Anand Pandian at anthro{dendum} considers Ursula K Le Guin from the perspective of an anthropology doing fieldwork in cultures very different from their own.
Anthropology.net notes the discovery, in India, of Levallois stone tools dating 385 thousand years, long before the entry of Homo sapiens into the area.
Bad Astronomer Phil Plait shares video, assembled by an amateur astronomer, of the ongoing expansion of debris around the Crab Pulsar.
Centauri Dreams reports on the discovery of organic molecules in the Magellanic Clouds.
D-Brief describes the orca Wikie, who learned six words, while Language Log is skeptical of the idea that Wikie's ability demonstrates anything about the orca capacity for language.
Drew Ex Machina describes the politics and technology that went into the launch of Explorer 1, the United States' first satellite.

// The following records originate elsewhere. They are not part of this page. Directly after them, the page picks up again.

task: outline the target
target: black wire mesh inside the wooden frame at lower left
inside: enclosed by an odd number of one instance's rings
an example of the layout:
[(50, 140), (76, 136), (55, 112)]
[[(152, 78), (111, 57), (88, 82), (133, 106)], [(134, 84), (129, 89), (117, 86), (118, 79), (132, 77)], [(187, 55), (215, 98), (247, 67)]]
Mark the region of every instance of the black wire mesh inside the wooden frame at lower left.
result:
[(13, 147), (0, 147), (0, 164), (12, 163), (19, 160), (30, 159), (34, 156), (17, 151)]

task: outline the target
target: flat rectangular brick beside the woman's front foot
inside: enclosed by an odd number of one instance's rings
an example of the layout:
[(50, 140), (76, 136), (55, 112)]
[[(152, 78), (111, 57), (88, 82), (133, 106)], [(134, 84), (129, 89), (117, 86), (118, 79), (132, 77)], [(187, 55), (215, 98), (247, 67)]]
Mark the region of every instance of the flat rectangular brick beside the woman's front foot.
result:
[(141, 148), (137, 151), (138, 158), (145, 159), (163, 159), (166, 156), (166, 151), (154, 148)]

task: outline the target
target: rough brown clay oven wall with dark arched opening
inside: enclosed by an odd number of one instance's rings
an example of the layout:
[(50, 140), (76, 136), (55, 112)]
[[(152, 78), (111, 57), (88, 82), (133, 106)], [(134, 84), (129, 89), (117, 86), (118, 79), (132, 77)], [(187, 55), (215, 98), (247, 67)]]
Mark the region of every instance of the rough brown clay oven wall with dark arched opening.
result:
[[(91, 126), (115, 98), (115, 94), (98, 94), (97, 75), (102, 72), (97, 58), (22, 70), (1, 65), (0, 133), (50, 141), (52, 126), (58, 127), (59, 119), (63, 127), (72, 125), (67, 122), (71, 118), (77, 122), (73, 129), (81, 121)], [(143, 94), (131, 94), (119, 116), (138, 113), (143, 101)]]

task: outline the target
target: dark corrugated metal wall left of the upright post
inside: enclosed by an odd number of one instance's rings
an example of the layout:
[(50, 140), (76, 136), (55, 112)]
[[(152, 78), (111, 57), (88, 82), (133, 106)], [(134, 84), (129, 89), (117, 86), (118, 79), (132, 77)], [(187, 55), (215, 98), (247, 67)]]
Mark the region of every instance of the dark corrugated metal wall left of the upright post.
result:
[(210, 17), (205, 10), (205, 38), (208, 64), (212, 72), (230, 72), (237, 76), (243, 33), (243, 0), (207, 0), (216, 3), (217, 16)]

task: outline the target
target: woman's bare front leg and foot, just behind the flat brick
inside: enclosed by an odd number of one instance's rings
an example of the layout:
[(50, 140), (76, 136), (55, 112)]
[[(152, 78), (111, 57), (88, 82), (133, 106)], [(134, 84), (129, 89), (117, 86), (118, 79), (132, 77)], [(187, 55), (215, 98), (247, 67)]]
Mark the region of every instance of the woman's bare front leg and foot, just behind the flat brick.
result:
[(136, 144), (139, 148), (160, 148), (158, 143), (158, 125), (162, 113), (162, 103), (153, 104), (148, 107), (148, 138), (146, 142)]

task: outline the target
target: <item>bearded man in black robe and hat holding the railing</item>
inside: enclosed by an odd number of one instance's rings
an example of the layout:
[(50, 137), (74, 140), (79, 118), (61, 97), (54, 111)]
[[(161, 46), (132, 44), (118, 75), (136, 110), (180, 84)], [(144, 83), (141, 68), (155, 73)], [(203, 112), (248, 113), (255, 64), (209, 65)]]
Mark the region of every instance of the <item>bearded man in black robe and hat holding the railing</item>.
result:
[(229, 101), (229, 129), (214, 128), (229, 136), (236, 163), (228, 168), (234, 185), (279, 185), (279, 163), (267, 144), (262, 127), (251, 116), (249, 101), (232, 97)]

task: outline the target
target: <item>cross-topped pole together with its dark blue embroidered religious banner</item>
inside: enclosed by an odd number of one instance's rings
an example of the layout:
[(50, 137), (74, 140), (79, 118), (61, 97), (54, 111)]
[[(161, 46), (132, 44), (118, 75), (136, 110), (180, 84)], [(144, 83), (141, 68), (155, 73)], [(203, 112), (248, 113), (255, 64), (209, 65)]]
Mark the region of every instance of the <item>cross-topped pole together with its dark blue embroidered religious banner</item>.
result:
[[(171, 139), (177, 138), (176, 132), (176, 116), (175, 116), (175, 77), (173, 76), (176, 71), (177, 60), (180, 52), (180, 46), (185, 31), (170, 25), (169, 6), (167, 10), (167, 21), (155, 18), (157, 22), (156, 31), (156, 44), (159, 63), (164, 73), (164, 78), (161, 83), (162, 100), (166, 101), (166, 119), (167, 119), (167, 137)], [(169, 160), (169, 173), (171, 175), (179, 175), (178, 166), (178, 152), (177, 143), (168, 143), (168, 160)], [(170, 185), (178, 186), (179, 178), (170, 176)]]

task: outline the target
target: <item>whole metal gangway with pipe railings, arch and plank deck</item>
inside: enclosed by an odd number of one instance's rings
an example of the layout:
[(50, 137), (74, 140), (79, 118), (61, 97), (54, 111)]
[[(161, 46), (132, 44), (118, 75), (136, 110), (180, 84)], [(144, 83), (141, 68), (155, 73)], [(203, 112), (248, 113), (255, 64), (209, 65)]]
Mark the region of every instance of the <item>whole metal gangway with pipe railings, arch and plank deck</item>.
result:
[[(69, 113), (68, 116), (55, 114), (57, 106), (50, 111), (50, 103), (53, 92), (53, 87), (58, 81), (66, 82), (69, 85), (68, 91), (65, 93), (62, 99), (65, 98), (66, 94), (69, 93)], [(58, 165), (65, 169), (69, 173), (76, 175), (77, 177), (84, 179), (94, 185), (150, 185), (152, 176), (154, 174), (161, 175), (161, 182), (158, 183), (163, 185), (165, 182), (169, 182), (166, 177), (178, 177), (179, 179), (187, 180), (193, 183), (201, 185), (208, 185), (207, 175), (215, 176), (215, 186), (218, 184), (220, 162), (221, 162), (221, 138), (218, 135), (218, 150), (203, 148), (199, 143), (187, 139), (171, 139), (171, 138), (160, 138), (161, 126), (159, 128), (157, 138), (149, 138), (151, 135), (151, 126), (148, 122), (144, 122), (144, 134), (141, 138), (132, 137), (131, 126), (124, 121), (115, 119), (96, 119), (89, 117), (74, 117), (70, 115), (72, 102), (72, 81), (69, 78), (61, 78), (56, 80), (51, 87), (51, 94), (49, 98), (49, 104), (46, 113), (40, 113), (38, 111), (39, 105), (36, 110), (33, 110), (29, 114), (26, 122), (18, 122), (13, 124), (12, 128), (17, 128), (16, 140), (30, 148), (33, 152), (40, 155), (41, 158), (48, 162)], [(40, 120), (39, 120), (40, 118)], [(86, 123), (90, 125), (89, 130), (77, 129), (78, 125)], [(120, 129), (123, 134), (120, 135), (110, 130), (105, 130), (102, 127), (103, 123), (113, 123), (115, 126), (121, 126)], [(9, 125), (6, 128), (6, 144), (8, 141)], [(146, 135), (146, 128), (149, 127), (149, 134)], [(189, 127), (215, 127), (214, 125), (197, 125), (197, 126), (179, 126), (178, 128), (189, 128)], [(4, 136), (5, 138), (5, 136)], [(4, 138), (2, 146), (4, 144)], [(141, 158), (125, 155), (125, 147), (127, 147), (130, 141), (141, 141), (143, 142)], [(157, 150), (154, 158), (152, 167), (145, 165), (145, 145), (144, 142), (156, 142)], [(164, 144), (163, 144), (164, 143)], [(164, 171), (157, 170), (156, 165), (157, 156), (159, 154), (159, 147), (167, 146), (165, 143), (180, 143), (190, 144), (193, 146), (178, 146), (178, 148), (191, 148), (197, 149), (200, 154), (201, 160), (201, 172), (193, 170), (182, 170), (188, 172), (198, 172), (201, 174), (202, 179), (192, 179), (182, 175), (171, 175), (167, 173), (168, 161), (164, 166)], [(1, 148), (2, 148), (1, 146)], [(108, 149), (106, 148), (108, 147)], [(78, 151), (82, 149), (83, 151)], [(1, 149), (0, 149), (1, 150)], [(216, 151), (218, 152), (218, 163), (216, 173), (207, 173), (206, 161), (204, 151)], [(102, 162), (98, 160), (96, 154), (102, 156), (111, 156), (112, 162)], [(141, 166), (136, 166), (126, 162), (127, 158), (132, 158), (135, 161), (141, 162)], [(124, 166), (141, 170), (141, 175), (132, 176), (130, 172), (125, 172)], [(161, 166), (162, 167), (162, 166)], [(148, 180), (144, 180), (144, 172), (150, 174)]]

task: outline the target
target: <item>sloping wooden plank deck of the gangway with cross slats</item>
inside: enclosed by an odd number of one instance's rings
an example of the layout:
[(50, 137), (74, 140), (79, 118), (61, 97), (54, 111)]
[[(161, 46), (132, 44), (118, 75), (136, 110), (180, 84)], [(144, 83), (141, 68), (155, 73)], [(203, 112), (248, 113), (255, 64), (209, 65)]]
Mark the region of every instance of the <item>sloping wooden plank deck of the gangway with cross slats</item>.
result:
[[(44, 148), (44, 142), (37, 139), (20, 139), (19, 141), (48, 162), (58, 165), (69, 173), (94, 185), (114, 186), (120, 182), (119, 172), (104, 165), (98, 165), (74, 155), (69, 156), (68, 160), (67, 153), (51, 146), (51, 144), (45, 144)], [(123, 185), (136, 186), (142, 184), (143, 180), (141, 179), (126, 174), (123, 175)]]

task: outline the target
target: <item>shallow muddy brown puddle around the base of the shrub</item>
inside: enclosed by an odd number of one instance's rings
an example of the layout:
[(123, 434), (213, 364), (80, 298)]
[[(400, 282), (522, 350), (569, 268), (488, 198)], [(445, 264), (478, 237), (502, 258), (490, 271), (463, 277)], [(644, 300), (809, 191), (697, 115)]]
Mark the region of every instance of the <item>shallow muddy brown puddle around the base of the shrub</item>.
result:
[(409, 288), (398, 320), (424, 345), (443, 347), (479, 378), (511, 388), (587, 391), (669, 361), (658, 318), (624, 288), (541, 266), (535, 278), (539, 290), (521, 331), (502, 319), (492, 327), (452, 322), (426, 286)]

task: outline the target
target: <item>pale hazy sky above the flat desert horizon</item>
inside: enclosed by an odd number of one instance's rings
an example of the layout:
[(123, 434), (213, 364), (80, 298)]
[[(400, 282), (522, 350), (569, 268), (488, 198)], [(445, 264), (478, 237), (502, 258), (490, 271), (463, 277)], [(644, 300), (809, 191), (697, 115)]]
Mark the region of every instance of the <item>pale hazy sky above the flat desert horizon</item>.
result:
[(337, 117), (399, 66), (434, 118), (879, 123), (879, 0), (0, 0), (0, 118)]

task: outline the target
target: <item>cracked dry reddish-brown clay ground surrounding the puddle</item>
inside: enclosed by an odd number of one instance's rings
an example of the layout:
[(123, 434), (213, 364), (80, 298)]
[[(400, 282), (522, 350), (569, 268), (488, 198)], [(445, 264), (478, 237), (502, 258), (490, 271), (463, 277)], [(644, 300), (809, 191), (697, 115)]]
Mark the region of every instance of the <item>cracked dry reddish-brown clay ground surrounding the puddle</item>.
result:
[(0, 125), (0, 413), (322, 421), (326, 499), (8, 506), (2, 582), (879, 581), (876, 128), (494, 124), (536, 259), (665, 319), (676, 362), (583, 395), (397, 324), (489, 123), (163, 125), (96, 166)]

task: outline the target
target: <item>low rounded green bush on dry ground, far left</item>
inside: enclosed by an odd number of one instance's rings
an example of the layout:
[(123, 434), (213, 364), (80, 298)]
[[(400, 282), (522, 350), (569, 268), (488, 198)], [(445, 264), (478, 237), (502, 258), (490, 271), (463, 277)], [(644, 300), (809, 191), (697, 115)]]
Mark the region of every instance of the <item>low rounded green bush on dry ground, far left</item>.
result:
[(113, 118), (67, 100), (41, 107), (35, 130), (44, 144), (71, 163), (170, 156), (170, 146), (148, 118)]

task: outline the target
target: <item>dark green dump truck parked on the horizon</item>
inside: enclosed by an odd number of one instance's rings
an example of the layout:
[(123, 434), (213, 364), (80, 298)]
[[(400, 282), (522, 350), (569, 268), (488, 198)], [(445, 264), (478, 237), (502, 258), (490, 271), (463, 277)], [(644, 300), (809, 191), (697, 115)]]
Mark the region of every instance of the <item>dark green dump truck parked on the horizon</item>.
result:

JSTOR Daily examines the question of why children and teens in the United States convicted of crimes can face such long periods of imprisonment in jail.
Erik Loomis at Lawyers, Guns and Money argues that, sometimes, dialogue is not enough to reach one's opponents.
The LRB Blog considers the apocalyptic imagery tied up in the flooding of the Seine, in Paris.
The Planetary Society Blog celebrates the 14 years of operation of the Mars rover Opportunity, and the science that has come from it.
At Speed River Journal, Van Waffle celebrates the many things that we can learn from trees.